10. It is not the case that the husband and wife could not live together on pleasant terms and it was on that account that the husband was seeking a second wife. The letter further shows that the defendant wanted to sever all connexion with his wife when he married for the second time. Having regard to all these circumstances of the case we think that the plaintiff is fully entitled to claim one-half share of the whole dower as the prompt dower.

11. As regards interest it is allowable under the Interest Act, being Act 32 of 1839. Their Lordships of the Privy Council in the case of Hamira Bibi v. Zubaida Bibi A.I.R. 1916 P.C. 46 said that the widow who was in possession of her husband's property in lieu of her dower was in the position of an ordinary creditor and was entitled on equitable grounds to interest. At p. 580 their Lordships say:

But the dower ranks as a debt, and the wife is entitled along with other creditors, to have it satisfied on the death of the husband out of his estate. Her right however is no greater than that of any other unsecured creditor.

12. We have been told that in some cases the Court have refused to allow interest to the wife claiming her dower. This may be so. Each case has to be decided on its own peculiar facts. But if in any cases interest is to be allowed surely this is one of those cases.

13. As regards the date from which interest is to be paid, it has been alleged on behalf of the respondent that the latter did not know for certain what share of the dower he was bound to pay as the prompt dower, and therefore interest should not be allowed earlier than the date of the decree. We do not agree with this contention.

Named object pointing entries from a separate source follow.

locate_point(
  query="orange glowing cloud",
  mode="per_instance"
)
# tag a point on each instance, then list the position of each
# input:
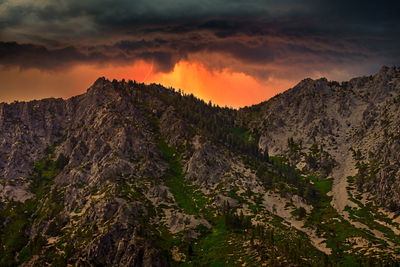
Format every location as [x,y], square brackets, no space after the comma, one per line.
[222,87]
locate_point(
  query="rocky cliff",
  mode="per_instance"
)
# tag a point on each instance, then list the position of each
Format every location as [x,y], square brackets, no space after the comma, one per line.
[130,174]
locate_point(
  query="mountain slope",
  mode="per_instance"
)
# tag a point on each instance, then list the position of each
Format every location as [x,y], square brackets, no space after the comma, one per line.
[131,174]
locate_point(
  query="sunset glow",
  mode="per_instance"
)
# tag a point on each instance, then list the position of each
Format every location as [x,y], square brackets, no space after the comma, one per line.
[225,88]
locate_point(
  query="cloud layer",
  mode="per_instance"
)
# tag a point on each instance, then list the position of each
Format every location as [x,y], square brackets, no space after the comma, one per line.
[263,39]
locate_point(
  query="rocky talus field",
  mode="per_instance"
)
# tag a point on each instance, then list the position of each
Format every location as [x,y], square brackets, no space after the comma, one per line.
[130,174]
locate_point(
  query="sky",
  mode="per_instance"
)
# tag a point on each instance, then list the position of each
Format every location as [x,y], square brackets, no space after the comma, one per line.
[232,52]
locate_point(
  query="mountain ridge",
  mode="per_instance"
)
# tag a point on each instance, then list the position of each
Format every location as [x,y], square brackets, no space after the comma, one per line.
[129,174]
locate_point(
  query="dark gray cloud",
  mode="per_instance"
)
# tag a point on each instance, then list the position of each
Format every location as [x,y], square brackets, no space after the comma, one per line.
[308,33]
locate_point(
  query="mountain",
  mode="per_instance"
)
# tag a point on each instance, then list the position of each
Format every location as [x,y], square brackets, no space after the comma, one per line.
[130,174]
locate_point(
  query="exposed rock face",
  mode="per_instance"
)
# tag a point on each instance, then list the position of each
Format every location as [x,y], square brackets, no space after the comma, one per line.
[361,114]
[136,175]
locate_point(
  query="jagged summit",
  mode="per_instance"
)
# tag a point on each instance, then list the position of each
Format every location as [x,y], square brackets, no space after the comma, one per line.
[130,174]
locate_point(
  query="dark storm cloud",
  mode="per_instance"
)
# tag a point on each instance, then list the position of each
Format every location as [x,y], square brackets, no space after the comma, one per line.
[56,34]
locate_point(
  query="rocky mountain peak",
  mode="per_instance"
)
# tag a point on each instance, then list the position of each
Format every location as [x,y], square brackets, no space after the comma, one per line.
[130,174]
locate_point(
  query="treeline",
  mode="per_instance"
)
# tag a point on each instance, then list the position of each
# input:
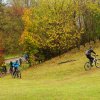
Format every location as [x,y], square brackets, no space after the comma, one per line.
[52,27]
[11,27]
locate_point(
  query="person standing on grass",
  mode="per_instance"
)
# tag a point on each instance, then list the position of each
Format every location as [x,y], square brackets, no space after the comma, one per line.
[11,67]
[89,56]
[16,66]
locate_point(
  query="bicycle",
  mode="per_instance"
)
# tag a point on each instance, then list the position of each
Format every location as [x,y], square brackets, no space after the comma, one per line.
[17,74]
[96,63]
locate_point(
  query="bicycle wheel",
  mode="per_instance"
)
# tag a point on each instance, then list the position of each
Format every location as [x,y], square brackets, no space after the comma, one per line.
[19,74]
[97,63]
[87,66]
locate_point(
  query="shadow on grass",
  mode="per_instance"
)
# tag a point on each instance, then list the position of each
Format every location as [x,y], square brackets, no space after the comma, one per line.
[66,61]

14. The result is that we modify the decree of the Court below by increasing the amount of the decree given to the plaintiff to the sum of Rs. 17,500. We allow interest on this amount at 6 per cent per annum from the date of the institution of the suit till recovery. We direct that the entire amount shall be paid by the defendant by the monthly instalments of Rs. 300. The costs decreed to the plaintiff would come first and then the interest from the amount paid and the balance will go to reduce the principal amount. The appellant will hare her full costs of the litigation in both the Courts and the defendant will pay his own costs in both the Courts. In case of default of payment of any two instalments the whole decretal amount will become payable at once, We understand that there has already been some default in payment, but we are prepared to waive that, but in future every instalment shall be paid on the 10th of every month commencing with 10th January 1931 and any two defaults thereafter will entail a liability to pay tin entire amount.